2006-03-08 13:42:42

by Yasunori Goto

[permalink] [raw]
Subject: [PATCH: 010/017](RFC) Memory hotplug for new nodes v.3. (allocate wait table)


Wait_table is initialized according to zone size at boot time.
But, we cannot know the maixmum zone size when memory hotplug is enabled.
It can be changed.... And resizing of wait_table is too hard.

So kernel allocate and initialzie wait_table as its maximum size.

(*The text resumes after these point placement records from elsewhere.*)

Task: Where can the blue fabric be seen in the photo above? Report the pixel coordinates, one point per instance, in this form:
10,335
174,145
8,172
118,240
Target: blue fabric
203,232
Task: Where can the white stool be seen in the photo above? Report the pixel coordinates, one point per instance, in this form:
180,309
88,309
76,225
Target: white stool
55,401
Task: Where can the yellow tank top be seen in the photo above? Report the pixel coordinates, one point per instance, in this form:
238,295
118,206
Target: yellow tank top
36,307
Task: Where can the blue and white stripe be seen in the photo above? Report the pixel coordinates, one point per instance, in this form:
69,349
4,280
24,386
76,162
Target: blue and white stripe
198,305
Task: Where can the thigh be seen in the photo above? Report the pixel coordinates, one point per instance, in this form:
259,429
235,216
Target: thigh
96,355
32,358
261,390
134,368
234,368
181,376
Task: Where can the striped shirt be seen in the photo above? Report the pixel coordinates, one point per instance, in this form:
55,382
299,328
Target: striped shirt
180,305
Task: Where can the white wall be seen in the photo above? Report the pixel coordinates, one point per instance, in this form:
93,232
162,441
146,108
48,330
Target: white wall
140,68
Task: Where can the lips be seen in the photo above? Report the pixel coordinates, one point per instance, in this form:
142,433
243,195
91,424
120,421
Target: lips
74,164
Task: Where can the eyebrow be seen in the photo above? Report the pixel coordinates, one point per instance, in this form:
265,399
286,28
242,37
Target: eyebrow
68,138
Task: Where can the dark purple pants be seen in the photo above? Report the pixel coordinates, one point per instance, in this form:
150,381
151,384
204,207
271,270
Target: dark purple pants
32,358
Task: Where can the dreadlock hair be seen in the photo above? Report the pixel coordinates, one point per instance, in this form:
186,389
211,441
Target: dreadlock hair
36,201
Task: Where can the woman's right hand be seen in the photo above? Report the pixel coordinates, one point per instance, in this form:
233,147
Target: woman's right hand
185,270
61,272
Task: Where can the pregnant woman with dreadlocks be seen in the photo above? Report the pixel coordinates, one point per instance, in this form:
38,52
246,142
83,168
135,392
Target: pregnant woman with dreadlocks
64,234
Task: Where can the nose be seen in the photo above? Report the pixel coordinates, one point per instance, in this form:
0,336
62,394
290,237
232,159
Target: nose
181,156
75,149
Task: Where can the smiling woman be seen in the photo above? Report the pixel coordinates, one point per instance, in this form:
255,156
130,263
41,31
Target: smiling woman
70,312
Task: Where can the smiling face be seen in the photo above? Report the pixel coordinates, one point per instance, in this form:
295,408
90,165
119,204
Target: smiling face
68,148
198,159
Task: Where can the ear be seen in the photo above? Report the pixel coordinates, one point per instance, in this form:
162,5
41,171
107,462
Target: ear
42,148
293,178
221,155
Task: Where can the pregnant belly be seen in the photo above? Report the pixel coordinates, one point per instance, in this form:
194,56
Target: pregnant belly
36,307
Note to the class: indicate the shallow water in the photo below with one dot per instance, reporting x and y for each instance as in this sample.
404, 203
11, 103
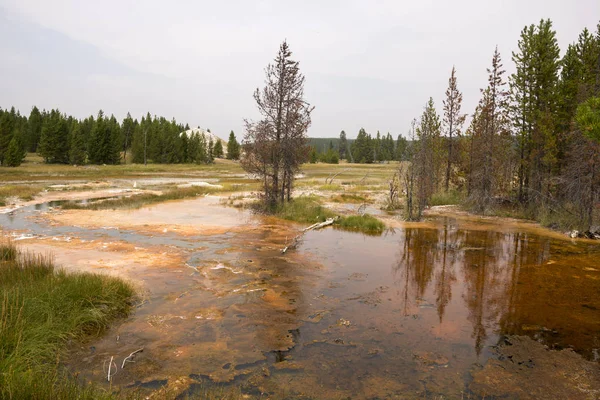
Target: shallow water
410, 313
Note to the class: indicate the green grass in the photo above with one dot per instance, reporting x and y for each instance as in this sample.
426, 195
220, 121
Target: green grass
308, 209
140, 200
362, 223
305, 209
350, 198
24, 192
42, 309
452, 197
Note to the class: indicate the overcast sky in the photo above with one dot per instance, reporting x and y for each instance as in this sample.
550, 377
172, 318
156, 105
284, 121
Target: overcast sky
370, 64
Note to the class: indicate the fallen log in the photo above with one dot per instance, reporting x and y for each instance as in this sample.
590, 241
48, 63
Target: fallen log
318, 225
129, 356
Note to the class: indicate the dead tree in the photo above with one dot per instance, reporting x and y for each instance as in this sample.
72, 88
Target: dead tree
276, 146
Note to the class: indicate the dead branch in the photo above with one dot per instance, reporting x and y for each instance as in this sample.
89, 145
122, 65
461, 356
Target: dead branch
110, 364
316, 226
363, 178
334, 176
129, 356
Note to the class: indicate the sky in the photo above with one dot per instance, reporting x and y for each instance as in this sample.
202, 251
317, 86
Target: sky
370, 64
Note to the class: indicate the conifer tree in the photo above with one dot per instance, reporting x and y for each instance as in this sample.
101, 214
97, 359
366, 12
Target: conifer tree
6, 133
490, 126
77, 151
343, 146
233, 147
128, 128
15, 153
54, 140
401, 149
34, 130
210, 151
362, 151
453, 120
426, 157
218, 149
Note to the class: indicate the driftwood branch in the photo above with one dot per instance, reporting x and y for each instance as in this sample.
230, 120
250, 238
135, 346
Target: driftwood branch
363, 179
331, 178
297, 239
110, 364
129, 356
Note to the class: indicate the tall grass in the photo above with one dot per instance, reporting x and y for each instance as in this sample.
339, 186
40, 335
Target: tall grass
452, 197
305, 209
362, 223
43, 308
24, 192
308, 209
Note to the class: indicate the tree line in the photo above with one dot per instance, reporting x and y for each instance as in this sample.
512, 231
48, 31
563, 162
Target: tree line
63, 139
533, 139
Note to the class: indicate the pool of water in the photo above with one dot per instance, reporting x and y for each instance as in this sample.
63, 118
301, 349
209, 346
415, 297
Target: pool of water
410, 313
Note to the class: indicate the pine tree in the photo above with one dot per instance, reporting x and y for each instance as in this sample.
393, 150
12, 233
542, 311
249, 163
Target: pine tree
427, 160
401, 149
233, 147
54, 140
453, 120
202, 156
6, 133
491, 126
128, 130
361, 148
15, 154
77, 152
535, 107
210, 151
34, 130
343, 146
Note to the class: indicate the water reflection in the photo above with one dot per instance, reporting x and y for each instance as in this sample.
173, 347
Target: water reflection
510, 282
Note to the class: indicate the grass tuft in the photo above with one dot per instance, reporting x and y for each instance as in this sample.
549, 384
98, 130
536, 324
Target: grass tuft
362, 223
305, 209
23, 192
41, 310
349, 198
140, 200
452, 197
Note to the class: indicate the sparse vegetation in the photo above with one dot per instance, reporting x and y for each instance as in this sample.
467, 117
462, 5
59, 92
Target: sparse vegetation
452, 197
140, 200
305, 209
362, 223
350, 198
42, 310
23, 192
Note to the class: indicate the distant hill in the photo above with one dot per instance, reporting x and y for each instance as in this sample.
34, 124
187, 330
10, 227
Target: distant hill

Signed-off-by: KAMEZAWA Hiroyuki <[email protected]>
Signed-off-by: Yasunori Goto <[email protected]>

Index: pgdat6/mm/page_alloc.c
===================================================================
--- pgdat6.orig/mm/page_alloc.c 2006-03-06 20:27:16.000000000 +0900
+++ pgdat6/mm/page_alloc.c 2006-03-06 20:27:36.000000000 +0900
@@ -1784,6 +1784,7 @@ void __init build_all_zonelists(void)
*/
#define PAGES_PER_WAITQUEUE 256

+#ifdef CONFIG_MEMORY_HOTPLUG
static inline unsigned long wait_table_size(unsigned long pages)
{
unsigned long size = 1;
@@ -1802,6 +1803,17 @@ static inline unsigned long wait_table_s

return max(size, 4UL);
}
+#else
+/*
+ * Because zone size might be changed by hot-add,
+ * We can't determin suitable size for wait_table as traditional.
+ * So, we use maximum size.
+ */
+static inline unsigned long wait_table_size(unsigned long pages)
+{
+ return 4096UL:
+}
+#endif

/*
* This is an integer logarithm so that shifts can be used later
@@ -2070,7 +2082,7 @@ void __init setup_per_cpu_pageset(void)
#endif

static __meminit
-void zone_wait_table_init(struct zone *zone, unsigned long zone_size_pages)
+int zone_wait_table_init(struct zone *zone, unsigned long zone_size_pages)
{
int i;
struct pglist_data *pgdat = zone->zone_pgdat;
@@ -2081,12 +2093,31 @@ void zone_wait_table_init(struct zone *z
*/
zone->wait_table_size = wait_table_size(zone_size_pages);
zone->wait_table_bits = wait_table_bits(zone->wait_table_size);
- zone->wait_table = (wait_queue_head_t *)
- alloc_bootmem_node(pgdat, zone->wait_table_size
- * sizeof(wait_queue_head_t));
+ if (system_state == SYSTEM_BOOTING) {
+ zone->wait_table = (wait_queue_head_t *)
+ alloc_bootmem_node(pgdat, zone->wait_table_size
+ * sizeof(wait_queue_head_t));
+ } else {
+ int table_size;
+ /* we can use kmalloc() in run time */
+ do {
+ table_size = zone->wait_table_size
+ * sizeof(wait_queue_head_t);
+ zone->wait_table = kmalloc(table_size, GFP_ATOMIC);
+ if (!zone->wait_table) {
+ /* try half size */
+ zone->wait_table_size >>= 1;
+ zone->wait_table_bits =
+ wait_table_bits(zone->wait_table_size);
+ }
+ } while (zone->wait_table_size && !zone->wait_table);
+ }
+ if (!zone->wait_table)
+ return -ENOMEM;

for(i = 0; i < zone->wait_table_size; ++i)
init_waitqueue_head(zone->wait_table + i);
+ return 0;
}

static __meminit void zone_pcp_init(struct zone *zone)
@@ -2112,8 +2143,10 @@ __meminit int init_currently_empty_zone(
unsigned long size)
{
struct pglist_data *pgdat = zone->zone_pgdat;
-
- zone_wait_table_init(zone, size);
+ int ret;
+ ret = zone_wait_table_init(zone, size);
+ if (ret)
+ return ret;
pgdat->nr_zones = zone_idx(zone) + 1;

zone->zone_start_pfn = zone_start_pfn;

--
Yasunori Goto



2006-03-09 12:03:13

by Andrew Morton

[permalink] [raw]
Subject: Re: [PATCH: 010/017](RFC) Memory hotplug for new nodes v.3. (allocate wait table)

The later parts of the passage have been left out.